I would have to allow Ms. Shand to leave , no matter how charming.
--------------------------------------------------------------------------------
-
Art as a Job
http://www.economist.com/node/21536606 (http://www.economist.com/node/21536606)
In fact artists (broadly defined to take in all the creative industries) are well integrated into the workforce, and more than half work in the private sector. Though they make up only 1.4% (2.1m) of America’s total labour market, they are highly entrepreneurial and twice as likely to have college degrees. All this comes from a new report by the National Endowment for the Arts (NEA), using data from the annual American Community Survey and the quarterly census of employment and wages.
-
thiers no one type of artist,but sadly the unpleasent ones tend to standout.

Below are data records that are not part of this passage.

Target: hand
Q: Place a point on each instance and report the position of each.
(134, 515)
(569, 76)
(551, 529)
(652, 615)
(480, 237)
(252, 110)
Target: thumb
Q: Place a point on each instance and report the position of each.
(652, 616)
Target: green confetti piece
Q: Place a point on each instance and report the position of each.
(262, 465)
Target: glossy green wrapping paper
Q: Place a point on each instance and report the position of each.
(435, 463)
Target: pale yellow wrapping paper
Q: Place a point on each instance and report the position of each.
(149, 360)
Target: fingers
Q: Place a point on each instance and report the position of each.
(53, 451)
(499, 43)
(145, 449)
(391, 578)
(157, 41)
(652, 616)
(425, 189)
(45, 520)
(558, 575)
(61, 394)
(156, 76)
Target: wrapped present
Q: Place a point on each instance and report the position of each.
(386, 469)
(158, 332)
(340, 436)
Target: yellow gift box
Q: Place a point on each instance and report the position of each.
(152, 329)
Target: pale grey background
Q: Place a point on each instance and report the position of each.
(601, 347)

but that applys to everything
-
The problem with renting is that most of the people who are looking for a place to rent most of the time are bad tenants. They tend to move several times a year, as they are always getting thrown out, while ideal tenants tend to stay for a much longer time.
Artists can be fine people, but unless they are commercial artists with a steady job, they are not likely to be the best tenants. Again, there are exceptions to every rule.
-
How do you like Robert Glenn, who seems to have liked being paid with a song?
-
I have no problems with tenants paying landlords with a song, if the landlord approves of the arrangement.
I personally would have been unhappy if Mick Jagger were my tenant and he wanted to pay me with the lyrics to "I can't get no satisfaction." On the other hand a contract assigning the royalties in perpetuity to the song would have been a boon.
This is a theoretical speculation, of course.
-
Ah , some songs are worth more than others, good point.